FIG. 1 shows a flowchart with steps of the method for monitoring the machine state of the wind power plant 200, wherein according to various embodiments of the invention, all steps in combination or a part of the steps (e.g. the method shown without step S3) or additional steps (e.g. for reliability assessment) may be provided, as explained below. The method is preferably carried out continuously during operation of the wind power plant 200, i.e. vibration raw data collected over years of service life can be analyzed and used for monitoring.


The method shown in FIG. 1 is carried out for at least one of the vibration sensors 11 in each case. One single vibration sensor 11 can be used for monitoring, or several or all vibration sensors 11 can be used separately for monitoring. Each of the vibration sensors 11 may be arranged for detecting a different structural vibration of the wind power plant 200. An irregular machine status of the wind power plant 200 can be recognized if the evaluation of the vibration data from at least one of the vibration sensors 11 results in the detection of a disturbance or if the evaluation of the vibration data from several or all of the vibration sensors 11 results in the detection of disturbances. The vibration sensors 11 of the measuring device 10 are used to measure vibration raw data. The vibration sensors 11 are read out at a sampling rate of approximately 103 Hz, whereby approximately 107 measurement points are detected per amplitude spectrum raw data set.

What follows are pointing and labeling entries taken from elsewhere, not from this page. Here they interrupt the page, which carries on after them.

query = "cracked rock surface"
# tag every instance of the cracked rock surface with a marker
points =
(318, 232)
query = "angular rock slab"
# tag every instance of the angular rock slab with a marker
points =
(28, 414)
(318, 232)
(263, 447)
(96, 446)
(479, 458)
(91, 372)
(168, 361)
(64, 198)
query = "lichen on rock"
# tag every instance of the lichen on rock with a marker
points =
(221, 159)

The method according to FIG. 1 is preferably carried out with the monitoring apparatus 100 shown schematically in FIG. 2, which comprises the measuring device 10 with the vibration sensors 11, a conversion device 20, a filter device 30, an analyzing device 40, an evaluation device 50 with a classification device 60, and an alarm device 70. The conversion device 20, the filter device 30, the analyzing device 40 and the evaluation device 50 are preferably provided by one or more computer units, such as one or more FPGAs. A conversion device 20, a filter device 30, an analyzing device 40 and an evaluation device 50 can be provided separately for each measurement channel, i.e. for each vibration sensor 11. Alternatively, the conversion device 20, the filter device 30, the analyzing device 40 and the evaluation device 50 may each contain separate data processing channels for the measurement channels. The alarm device 70 comprises, for example, at least one visual alarm and/or at least one audio alarm. Different alarm signals can be provided for different errors, e.g. on different components of the wind power plant 200, and/or different measurement channels.

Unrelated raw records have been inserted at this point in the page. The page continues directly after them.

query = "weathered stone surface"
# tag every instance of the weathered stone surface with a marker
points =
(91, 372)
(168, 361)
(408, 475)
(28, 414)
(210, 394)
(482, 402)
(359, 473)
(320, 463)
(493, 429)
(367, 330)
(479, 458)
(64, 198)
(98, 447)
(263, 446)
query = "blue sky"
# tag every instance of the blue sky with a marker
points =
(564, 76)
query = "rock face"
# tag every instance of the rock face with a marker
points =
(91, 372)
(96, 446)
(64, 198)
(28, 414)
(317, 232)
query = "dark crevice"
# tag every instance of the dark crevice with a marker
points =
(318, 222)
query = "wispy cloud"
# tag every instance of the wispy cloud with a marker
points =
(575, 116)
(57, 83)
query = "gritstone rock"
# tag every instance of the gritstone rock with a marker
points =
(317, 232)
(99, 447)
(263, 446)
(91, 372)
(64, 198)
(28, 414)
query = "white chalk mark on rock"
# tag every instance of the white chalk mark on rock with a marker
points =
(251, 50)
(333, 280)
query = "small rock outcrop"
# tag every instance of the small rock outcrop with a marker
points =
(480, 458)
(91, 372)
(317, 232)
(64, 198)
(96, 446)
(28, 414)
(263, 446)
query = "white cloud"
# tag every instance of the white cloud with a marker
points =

According to FIG. 1, the monitoring of the wind power plant 200 initially comprises a step S1 of providing a time series of measured natural vibration spectra of the wind power plant 200. The time range covered by the detected time series of measured natural vibration spectra is also referred to as the monitoring time interval. The detecting of the deformation parameter and the noise parameter that follows in step S2 refers to the monitoring time interval, which is selected, for example, in the range from 3 hours to 2 days. During ongoing monitoring, the monitoring time interval is shifted by a predetermined step width, e.g. by 3 to 4 hours, after each run (cycle) of the procedure (see step S8 below).

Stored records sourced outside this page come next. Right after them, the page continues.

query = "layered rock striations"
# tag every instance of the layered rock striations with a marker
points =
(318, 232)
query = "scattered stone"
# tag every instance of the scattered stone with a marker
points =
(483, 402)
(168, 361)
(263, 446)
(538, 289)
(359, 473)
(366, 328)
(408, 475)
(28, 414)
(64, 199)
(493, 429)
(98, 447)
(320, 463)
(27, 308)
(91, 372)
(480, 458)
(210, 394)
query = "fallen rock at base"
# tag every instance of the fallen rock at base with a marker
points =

In step S1, a conversion of the vibration raw data into vibration spectra of the wind power plant 200 is carried out by the conversion device 20. The conversion comprises a frequency-amplitude analysis of the vibration raw data and the formation of data sets, each of which represents a vibration spectrum. Each vibration spectrum initially contains dynamically excited machine vibrations, i.e. the periodic excitations due to the speed of the generator, and the natural vibrations of the wind power plant 200.


The extracting of the natural vibrations of the wind power plant 200 from the vibration spectrum data sets is carried out with the filter device 30 in step S1, as the monitoring of the wind power plant 200 according to the invention is based on the qualitative evaluation of the natural vibrations. The dynamically excited vibrations and their higher harmonics are eliminated with the filter device 30. The filtering of the vibration spectra is based, for example, on a FFT (Fast Fourier Transformation) application (known per se) and a subtraction of the dynamically excited machine vibrations and the higher harmonics in frequency space. The frequency of the dynamically excited machine vibrations is generally known from the operating conditions of the machine system and in particular from a rotational speed measurement on the generator of the wind power plant 200.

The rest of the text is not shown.